Q- R. Arzt-. Bonjour P. Devedjian. Un mot sur ce que vient de traiter A. Duhamel : est-ce que cette mésentente entre le Gouvernement et les métiers de la Culture vous inquiète ?
R- " C'est désagréable, mais c'est récurent. A. Duhamel aurait pu rappeler le Général de Gaulle qui, à propos des chercheurs, disait : "des chercheurs j'en trouve, des trouveurs j'en cherche". Malheureusement, chez nous, les intellectuels, ils ont l'habitude de signer des pétitions. Aux Etats-Unis, ils ont des prix Nobel. Parfois, on a envie d'inverser. "
Q- Oui, enfin ce n'est pas ce qui va rapprocher le Gouvernement justement de ces professions. Ils ont l'impression dans ces professions que le Gouvernement n'est pas à leur côté.
R- " Mais c'est pas vrai. D'abord c'est vrai que les crédits de la Recherche ont considérablement été augmentés cette année. Mais, il ne faut pas non plus considérer qu'être "intellectuel" c'est un statut protégé. Etre un intellectuel, ça a des exigences ! Et souvent, on cherche un peu des résultats. Les intermittents du spectacle - c'est un autre sujet -, mais dans cette affaire, ce sont plutôt des victimes, mais des victimes d'une tricherie. Parce qu'on voyait bien les sociétés de télévision qui les utilisaient en faisant payer à la Sécurité sociale en réalité des revenus qu'ils auraient dû leur distribuer eux-mêmes. On a mis fin à cette tricherie, et il y avait beaucoup de monde qui était dans ce système. Alors c'est difficile à accepter. "
Q- Ils n'ont pas compris.
R- " Ils ont été les victimes, en particulier des sociétés de télévision mais aussi d'un certain nombre d'organisateurs de spectacles et aujourd'hui ils en subissent les conséquences. "
Q- Aujourd'hui, vous allez présenter à l'Assemblée ce projet de loi sur les responsabilités locales, qui se veut l'acte II de la décentralisation. On entend dire, depuis que ce texte est passé au Sénat, qu'en fait, les transferts de compétences prévus vont surtout bénéficier aux départements plus qu'aux régions. A. Rousset, tout à l'heure, le président de la région Aquitaine, allait dans ce sens. Il faut rééquilibrer à votre avis en faveur de la région ?
R- " D'abord, ce qui est caractérisé dans ce débat, c'est que chacun trouve qu'on n'en fait pas assez pour lui ! les départements en voudraient davantage, les régions aussi, et les collectivités territoriales, les communes et les intercommunalités aussi. Ce qui prouve qu'il y a une très grosse demande et un gros appétit. S'agissant des départements, c'est plutôt une illusion d'optique qui tend à faire croire qu'ils sont favorisés. C'est parce qu'on leur transfère le RMI et que le RMI, c'est cinq milliards. Et donc c'est une grande partie des crédits évidemment, c'est une partie importante. Mais si on regarde le bilan au bout du compte, le budget des départements va augmenter de 26 %, alors que celui des régions va augmenter de 41% ! Donc c'est eux en fait, par rapport à la situation dans laquelle ils étaient, qui obtiennent la plus grosse progression. "

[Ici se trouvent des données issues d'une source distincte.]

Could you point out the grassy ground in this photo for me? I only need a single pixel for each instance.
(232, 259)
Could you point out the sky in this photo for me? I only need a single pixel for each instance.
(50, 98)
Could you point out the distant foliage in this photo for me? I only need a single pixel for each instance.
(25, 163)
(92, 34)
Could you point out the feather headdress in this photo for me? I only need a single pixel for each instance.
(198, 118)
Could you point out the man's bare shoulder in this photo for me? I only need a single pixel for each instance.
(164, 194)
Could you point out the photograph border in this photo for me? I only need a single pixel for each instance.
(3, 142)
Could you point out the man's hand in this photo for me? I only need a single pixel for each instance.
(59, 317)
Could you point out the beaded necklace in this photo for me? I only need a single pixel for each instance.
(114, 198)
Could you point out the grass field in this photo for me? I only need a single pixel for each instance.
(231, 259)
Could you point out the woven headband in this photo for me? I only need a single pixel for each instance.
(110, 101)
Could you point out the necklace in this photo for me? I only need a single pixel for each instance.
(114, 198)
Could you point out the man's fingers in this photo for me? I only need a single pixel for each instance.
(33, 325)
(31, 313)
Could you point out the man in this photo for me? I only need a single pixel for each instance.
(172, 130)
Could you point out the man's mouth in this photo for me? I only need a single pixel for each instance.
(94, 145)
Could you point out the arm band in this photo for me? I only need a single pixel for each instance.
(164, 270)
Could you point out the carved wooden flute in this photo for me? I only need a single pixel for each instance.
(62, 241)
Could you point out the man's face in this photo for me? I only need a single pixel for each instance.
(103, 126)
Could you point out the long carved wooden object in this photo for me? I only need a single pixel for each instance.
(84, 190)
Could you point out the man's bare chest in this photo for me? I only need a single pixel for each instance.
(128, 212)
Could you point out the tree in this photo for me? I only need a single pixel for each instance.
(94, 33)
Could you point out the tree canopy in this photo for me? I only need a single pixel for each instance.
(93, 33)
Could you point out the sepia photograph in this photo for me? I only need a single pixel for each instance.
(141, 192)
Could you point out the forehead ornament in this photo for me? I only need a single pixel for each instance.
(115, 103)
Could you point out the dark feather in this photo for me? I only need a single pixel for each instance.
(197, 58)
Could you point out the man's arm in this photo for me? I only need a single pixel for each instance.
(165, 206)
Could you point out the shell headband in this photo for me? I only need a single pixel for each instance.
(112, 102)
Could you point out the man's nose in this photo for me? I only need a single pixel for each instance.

Q- Il y a aussi une crainte qu'à l'occasion de cette nouvelle phase de décentralisation l'Etat renvoie à ses collectivités locales certaines tâches qui coûtent cher. Est-ce que vous allez rassurer les élus locaux, ou au contraire leur dire : prenez vos responsabilités ?
R- " Non. On va leur dire les deux. Il faut qu'ils prennent leurs responsabilités, parce que la décentralisation, c'est plus de démocratie : c'est permettre aux citoyens de bénéficier d'un service à proximité, donc qui est humanisé par la proximité. Mais en même temps d'avoir une autorité sur les élus qui l'exercent et de pouvoir les sanctionner si on n'en est pas content. C'est ça la décentralisation. Alors la Constitution aujourd'hui, elle donne des garanties qu'autrefois il n'y avait pas. L'Etat est obligé de compenser loyalement ce qu'il transfère, c'est la Constitution qui le garantit, et le Conseil constitutionnel, par deux décisions qu'il a rendues à la fin de l'année dernière, a déjà posé cette exigence. "

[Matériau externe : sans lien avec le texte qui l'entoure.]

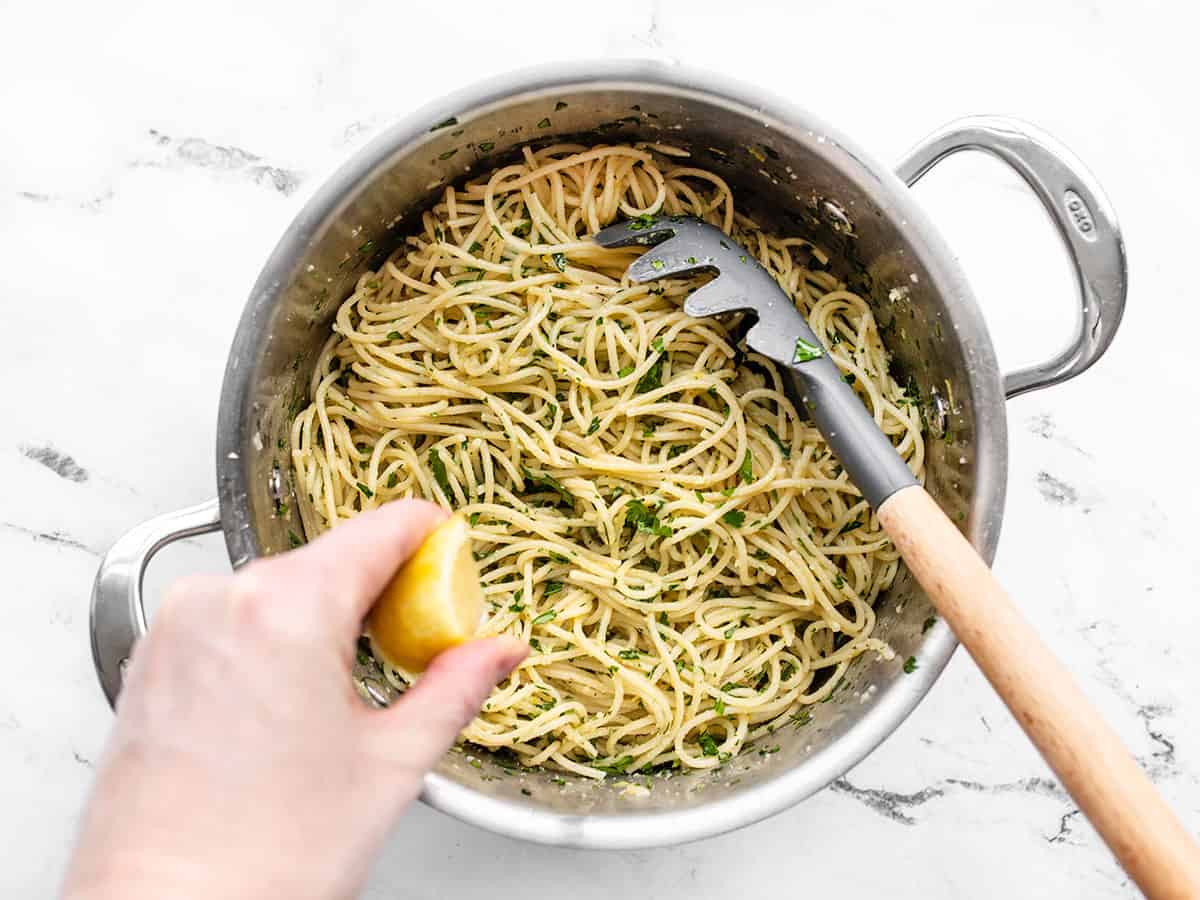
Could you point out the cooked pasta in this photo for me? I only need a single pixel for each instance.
(651, 511)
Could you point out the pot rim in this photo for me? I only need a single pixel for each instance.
(895, 701)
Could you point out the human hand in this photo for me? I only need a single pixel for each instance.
(243, 763)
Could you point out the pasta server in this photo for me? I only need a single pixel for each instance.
(1084, 751)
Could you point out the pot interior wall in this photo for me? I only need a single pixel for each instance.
(801, 183)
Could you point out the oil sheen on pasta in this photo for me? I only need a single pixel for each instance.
(651, 513)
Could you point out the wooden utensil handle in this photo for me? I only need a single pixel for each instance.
(1086, 754)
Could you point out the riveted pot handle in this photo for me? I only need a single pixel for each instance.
(1084, 219)
(118, 617)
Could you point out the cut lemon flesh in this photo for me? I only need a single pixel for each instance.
(432, 604)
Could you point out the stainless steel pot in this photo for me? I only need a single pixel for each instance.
(792, 172)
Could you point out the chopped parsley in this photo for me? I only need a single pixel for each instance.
(653, 377)
(645, 520)
(439, 474)
(617, 767)
(783, 448)
(540, 479)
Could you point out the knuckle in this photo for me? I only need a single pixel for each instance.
(262, 604)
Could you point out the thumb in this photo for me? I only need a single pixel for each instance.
(424, 724)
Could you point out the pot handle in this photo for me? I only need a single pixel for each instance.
(1079, 209)
(118, 616)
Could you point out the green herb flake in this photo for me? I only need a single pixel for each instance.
(805, 351)
(439, 474)
(784, 449)
(617, 767)
(540, 479)
(653, 377)
(645, 520)
(747, 472)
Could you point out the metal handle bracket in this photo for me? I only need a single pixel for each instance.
(118, 616)
(1081, 214)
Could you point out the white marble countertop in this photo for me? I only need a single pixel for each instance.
(154, 153)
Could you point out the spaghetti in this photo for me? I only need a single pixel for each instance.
(652, 514)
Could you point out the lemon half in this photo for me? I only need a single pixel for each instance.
(432, 604)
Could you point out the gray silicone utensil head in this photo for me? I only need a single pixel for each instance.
(683, 245)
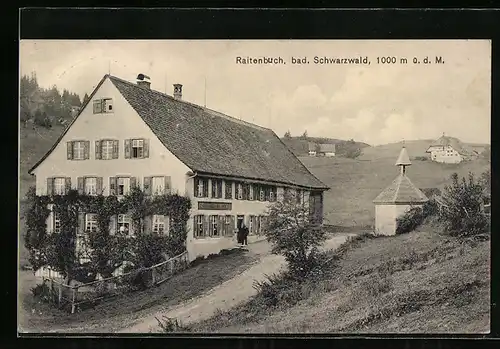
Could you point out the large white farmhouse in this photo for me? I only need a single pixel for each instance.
(130, 135)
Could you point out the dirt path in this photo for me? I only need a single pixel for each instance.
(226, 295)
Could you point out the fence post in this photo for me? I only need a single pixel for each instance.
(73, 300)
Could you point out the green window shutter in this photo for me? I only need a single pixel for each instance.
(126, 148)
(112, 185)
(99, 185)
(98, 150)
(80, 185)
(148, 187)
(50, 185)
(168, 185)
(145, 149)
(69, 150)
(116, 146)
(86, 150)
(67, 184)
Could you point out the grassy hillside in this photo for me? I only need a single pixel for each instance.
(421, 282)
(300, 147)
(355, 183)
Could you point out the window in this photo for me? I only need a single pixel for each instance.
(91, 222)
(229, 226)
(214, 226)
(124, 224)
(59, 186)
(216, 188)
(123, 184)
(137, 148)
(104, 105)
(159, 224)
(90, 185)
(198, 226)
(158, 185)
(57, 222)
(229, 190)
(240, 191)
(201, 187)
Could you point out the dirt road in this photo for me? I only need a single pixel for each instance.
(226, 295)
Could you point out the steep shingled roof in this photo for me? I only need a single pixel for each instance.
(401, 191)
(211, 142)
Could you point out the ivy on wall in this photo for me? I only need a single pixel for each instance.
(108, 250)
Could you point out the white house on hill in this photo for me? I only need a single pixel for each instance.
(448, 150)
(128, 135)
(396, 199)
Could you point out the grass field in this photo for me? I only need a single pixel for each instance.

Q- Il va falloir dans la loi préciser les convictions, c'est tout.
R- " Dans la loi, on va leur expliquer un peu plus mais ceux qui se sont donné la peine de regarder la Constitution et de suivre ce qu'en a fait le Conseil constitutionnel devraient être rassurés. "
Q- Un exemple. Dans quel cas de figure pourra-t-il arriver qu'un département ait recours au péage pour la gestion de certaines routes ?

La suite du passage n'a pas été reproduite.